While I think there’s something to this, I think liberals might rightly balk at some of it. For instance, while immigration might be a net benefit to the receiving country as a whole, liberals are going to want to talk about distributional issues before signing on. More specifically, suppose that letting in more immigrants provided a net economic benefit to a country, but also has the result of lowering wages for some identifiable group of workers in that country. It’s not obvious that the benefits yielded by increased immigration (say, cheaper labor and more inexpensive goods and services) necessarily outweigh these costs if we refuse to simply aggregate them and ignore the particular details of who’s affected.
Secondly, I’m not sure liberals will agree that these issues are categorically more important than establishing and maintaining a robust domestic social safety net, as the author suggests. (“Whether our military is off fighting unjust wars or not is much, much more important from the standpoint of both justice and people’s well-being than whether or not we have a minimum wage or a single-payer health care system.”) This post seems to take for granted that liberals and libertarians all share a kind of cosmopolitan consequentialism where, for political purposes, each person’s interests–no matter where they reside in the world–are to be weighed equally. But this assumption is by no means shared by all, or probably even most, liberals. American liberals, like most other people, are primarily concerned, from a political standpoint, about the well-being of their own countrymen. Benefitting immigrants or poor farmers overseas isn’t necessarily going to take precedence for a liberal over ensuring that all Americans have access to health care or decent jobs.

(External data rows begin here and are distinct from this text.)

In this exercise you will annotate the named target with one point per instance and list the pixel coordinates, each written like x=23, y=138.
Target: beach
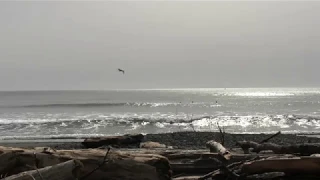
x=178, y=140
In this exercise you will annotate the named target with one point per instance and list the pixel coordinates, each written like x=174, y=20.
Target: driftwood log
x=217, y=147
x=63, y=171
x=119, y=166
x=150, y=145
x=119, y=141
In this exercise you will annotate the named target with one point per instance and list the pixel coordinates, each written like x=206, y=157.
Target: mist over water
x=63, y=114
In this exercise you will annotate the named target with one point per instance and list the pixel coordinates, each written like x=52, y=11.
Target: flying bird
x=120, y=70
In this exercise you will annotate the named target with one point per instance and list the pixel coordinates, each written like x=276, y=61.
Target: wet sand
x=178, y=140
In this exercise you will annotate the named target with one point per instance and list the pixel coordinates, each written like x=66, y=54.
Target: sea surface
x=78, y=114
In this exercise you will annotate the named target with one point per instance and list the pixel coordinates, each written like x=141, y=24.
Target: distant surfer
x=120, y=70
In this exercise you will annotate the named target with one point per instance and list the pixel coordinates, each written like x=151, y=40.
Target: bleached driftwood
x=119, y=166
x=63, y=171
x=217, y=147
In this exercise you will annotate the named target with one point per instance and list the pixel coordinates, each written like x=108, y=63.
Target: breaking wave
x=153, y=123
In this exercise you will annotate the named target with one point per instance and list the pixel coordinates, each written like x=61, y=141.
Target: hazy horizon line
x=128, y=89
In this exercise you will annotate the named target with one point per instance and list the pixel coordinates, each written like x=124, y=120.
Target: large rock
x=119, y=141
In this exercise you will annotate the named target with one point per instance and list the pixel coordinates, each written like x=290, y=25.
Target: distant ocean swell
x=157, y=123
x=130, y=104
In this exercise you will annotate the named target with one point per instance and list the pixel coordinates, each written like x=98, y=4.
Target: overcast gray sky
x=80, y=45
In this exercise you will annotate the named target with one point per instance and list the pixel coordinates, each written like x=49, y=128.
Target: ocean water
x=78, y=114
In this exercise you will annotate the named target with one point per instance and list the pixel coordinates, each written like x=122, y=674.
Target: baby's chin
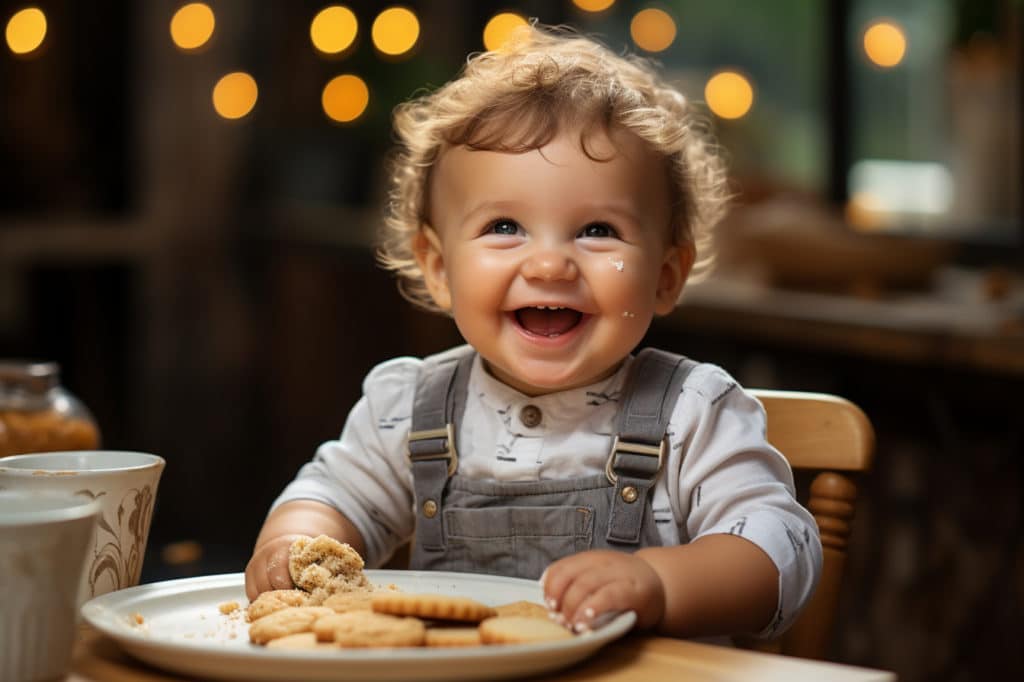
x=541, y=380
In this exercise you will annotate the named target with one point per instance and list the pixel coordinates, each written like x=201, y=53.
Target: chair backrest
x=833, y=436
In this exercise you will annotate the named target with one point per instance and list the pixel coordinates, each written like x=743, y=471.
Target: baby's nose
x=550, y=264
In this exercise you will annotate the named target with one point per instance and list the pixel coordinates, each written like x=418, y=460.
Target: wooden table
x=97, y=658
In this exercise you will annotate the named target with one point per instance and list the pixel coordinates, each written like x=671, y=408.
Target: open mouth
x=549, y=321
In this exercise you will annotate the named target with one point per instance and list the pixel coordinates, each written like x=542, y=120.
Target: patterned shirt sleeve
x=732, y=481
x=365, y=473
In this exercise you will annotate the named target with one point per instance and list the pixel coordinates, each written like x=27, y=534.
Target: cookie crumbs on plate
x=228, y=607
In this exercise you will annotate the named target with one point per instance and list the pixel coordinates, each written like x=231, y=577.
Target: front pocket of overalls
x=515, y=541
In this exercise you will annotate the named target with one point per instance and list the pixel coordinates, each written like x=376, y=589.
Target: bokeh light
x=501, y=28
x=652, y=30
x=193, y=26
x=26, y=30
x=729, y=95
x=885, y=43
x=235, y=95
x=395, y=31
x=345, y=97
x=334, y=30
x=593, y=5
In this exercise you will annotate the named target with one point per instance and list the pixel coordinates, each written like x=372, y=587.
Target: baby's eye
x=504, y=226
x=598, y=230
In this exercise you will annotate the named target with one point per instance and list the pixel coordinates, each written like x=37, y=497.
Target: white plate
x=182, y=630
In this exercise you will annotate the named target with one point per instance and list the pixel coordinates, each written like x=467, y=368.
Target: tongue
x=548, y=323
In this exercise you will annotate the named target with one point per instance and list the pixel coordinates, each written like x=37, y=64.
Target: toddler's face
x=553, y=264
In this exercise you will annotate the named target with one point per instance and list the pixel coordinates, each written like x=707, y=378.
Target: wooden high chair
x=832, y=435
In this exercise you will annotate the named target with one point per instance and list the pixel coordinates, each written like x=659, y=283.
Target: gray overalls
x=518, y=527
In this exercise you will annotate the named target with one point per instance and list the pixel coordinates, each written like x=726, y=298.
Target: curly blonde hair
x=518, y=98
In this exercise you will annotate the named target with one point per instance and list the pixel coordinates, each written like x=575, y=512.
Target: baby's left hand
x=584, y=587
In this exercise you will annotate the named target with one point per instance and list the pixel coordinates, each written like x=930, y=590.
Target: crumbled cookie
x=286, y=622
x=461, y=636
x=434, y=606
x=324, y=566
x=522, y=607
x=274, y=600
x=519, y=630
x=366, y=629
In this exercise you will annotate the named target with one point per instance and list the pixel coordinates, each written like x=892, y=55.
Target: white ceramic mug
x=44, y=538
x=125, y=485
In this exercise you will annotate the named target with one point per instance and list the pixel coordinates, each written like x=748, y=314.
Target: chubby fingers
x=267, y=569
x=581, y=591
x=587, y=589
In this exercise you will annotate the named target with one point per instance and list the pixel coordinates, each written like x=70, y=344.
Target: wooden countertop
x=97, y=658
x=953, y=325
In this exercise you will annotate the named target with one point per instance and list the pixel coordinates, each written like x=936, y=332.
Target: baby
x=552, y=200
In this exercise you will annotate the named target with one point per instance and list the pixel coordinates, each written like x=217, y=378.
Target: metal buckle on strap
x=617, y=445
x=451, y=455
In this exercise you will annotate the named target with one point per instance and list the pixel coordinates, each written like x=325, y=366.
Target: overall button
x=530, y=416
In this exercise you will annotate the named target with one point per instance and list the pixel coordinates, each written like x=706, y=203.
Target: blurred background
x=188, y=195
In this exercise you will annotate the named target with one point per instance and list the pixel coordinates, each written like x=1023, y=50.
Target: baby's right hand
x=267, y=569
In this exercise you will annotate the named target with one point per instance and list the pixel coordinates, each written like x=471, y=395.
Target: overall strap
x=440, y=399
x=641, y=443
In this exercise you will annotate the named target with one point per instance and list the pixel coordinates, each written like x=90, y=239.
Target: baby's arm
x=718, y=584
x=267, y=569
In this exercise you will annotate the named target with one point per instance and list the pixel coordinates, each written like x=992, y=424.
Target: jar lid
x=31, y=377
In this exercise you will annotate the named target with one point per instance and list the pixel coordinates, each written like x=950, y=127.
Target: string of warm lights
x=395, y=35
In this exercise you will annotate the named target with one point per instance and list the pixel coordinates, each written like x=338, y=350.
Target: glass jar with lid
x=39, y=415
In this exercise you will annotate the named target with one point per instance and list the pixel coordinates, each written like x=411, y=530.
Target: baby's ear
x=430, y=257
x=675, y=268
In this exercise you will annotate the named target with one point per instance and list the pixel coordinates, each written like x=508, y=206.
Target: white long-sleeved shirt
x=721, y=474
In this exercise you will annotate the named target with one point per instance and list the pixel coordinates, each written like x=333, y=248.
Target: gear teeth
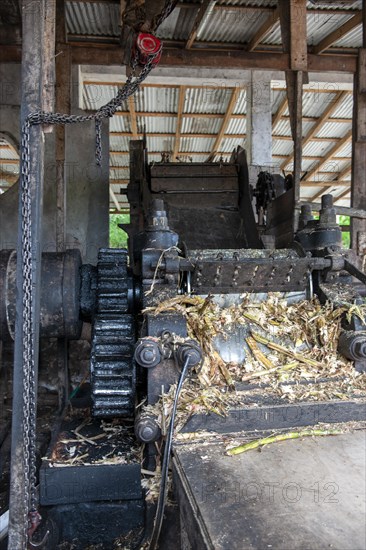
x=113, y=376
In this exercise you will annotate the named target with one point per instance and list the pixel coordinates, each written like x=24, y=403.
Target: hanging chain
x=30, y=497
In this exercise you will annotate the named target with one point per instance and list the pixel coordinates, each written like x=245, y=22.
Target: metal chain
x=30, y=497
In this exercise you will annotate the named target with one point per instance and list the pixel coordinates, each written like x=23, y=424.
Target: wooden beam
x=63, y=105
x=342, y=195
x=358, y=195
x=339, y=33
x=263, y=30
x=100, y=54
x=114, y=198
x=203, y=11
x=181, y=99
x=334, y=150
x=321, y=120
x=230, y=108
x=133, y=120
x=336, y=183
x=281, y=109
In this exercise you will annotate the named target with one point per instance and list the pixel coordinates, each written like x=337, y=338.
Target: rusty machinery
x=192, y=230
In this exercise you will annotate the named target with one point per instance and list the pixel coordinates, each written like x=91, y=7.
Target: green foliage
x=346, y=235
x=117, y=237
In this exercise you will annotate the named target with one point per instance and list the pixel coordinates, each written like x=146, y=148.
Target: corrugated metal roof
x=229, y=144
x=281, y=147
x=277, y=97
x=154, y=99
x=320, y=25
x=237, y=126
x=314, y=104
x=119, y=124
x=345, y=108
x=160, y=144
x=346, y=151
x=119, y=173
x=97, y=95
x=156, y=124
x=196, y=144
x=118, y=160
x=352, y=39
x=241, y=103
x=207, y=100
x=168, y=27
x=200, y=125
x=92, y=18
x=332, y=129
x=231, y=26
x=119, y=143
x=317, y=149
x=11, y=169
x=7, y=153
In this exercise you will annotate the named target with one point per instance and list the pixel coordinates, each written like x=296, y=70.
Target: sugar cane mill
x=139, y=381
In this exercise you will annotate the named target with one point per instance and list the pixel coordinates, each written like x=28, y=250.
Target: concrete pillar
x=259, y=121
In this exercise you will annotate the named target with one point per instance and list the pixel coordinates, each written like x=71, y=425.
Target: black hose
x=165, y=466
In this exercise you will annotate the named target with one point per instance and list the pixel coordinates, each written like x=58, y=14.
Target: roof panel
x=237, y=126
x=156, y=124
x=207, y=100
x=92, y=18
x=229, y=144
x=159, y=145
x=97, y=95
x=277, y=97
x=200, y=125
x=241, y=103
x=345, y=108
x=352, y=39
x=154, y=99
x=196, y=144
x=119, y=143
x=119, y=124
x=281, y=147
x=314, y=104
x=317, y=149
x=236, y=26
x=332, y=129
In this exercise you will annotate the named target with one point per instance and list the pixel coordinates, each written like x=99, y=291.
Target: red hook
x=35, y=519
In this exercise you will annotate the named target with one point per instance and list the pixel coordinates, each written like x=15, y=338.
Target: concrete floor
x=298, y=494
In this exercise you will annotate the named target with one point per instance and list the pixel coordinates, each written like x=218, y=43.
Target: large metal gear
x=112, y=368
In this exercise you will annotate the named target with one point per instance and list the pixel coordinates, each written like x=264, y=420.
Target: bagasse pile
x=285, y=344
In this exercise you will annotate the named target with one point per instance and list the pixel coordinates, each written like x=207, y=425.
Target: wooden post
x=34, y=65
x=358, y=185
x=294, y=39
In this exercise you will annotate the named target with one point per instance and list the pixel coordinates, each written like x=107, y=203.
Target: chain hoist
x=146, y=55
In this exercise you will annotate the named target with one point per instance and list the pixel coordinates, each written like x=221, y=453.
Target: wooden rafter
x=133, y=119
x=114, y=198
x=281, y=109
x=181, y=99
x=342, y=195
x=226, y=120
x=263, y=30
x=334, y=150
x=321, y=120
x=339, y=33
x=204, y=9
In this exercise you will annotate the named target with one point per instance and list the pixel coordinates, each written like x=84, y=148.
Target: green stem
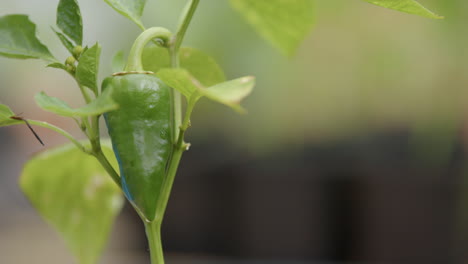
x=134, y=58
x=153, y=229
x=153, y=233
x=187, y=16
x=175, y=44
x=61, y=132
x=180, y=147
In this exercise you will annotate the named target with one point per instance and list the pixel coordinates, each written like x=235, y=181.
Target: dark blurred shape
x=360, y=200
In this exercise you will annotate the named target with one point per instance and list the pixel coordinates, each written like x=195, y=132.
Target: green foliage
x=182, y=81
x=75, y=195
x=88, y=67
x=65, y=41
x=18, y=39
x=103, y=103
x=202, y=66
x=118, y=61
x=229, y=93
x=131, y=9
x=284, y=23
x=58, y=65
x=69, y=20
x=407, y=6
x=5, y=114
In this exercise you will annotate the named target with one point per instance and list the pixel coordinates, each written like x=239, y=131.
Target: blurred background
x=353, y=151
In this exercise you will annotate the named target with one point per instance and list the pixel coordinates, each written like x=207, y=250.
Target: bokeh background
x=354, y=150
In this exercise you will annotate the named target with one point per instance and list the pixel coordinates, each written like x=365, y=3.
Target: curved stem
x=153, y=233
x=134, y=58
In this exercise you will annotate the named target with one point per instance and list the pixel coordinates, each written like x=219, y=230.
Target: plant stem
x=175, y=44
x=96, y=151
x=187, y=16
x=153, y=228
x=153, y=233
x=180, y=147
x=61, y=132
x=134, y=58
x=107, y=166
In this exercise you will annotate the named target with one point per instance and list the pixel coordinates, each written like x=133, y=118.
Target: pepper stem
x=134, y=62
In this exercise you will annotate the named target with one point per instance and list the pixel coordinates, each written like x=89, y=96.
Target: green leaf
x=284, y=23
x=5, y=116
x=118, y=61
x=131, y=9
x=69, y=20
x=18, y=39
x=202, y=66
x=181, y=80
x=58, y=65
x=229, y=93
x=407, y=6
x=65, y=41
x=88, y=67
x=103, y=103
x=74, y=194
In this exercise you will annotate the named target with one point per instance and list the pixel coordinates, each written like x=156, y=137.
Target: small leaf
x=69, y=20
x=181, y=80
x=118, y=62
x=74, y=194
x=284, y=23
x=88, y=67
x=18, y=39
x=231, y=93
x=407, y=6
x=65, y=41
x=5, y=116
x=58, y=65
x=131, y=9
x=202, y=66
x=104, y=103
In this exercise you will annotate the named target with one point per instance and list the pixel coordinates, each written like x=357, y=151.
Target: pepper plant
x=78, y=187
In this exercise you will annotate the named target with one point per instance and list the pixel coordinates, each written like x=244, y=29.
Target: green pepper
x=141, y=133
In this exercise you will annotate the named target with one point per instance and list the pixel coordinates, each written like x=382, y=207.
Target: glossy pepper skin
x=141, y=132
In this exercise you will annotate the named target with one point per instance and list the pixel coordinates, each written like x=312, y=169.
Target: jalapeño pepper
x=141, y=129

I guess the practical upshot depends on whether the proposal is a kind of ad hoc coalition or a more thoroughgoing fusion of libertarianism and liberalism. If it’s the former, there’s no reason liberals can’t work with libertarians in, say, opposing the latest U.S. war without giving up their commitment to the welfare state. But if the proposal is that liberals stop worrying about domestic social justice issues in order to focus on libertarian-friendly issues, I can’t really see why liberals should want to do that.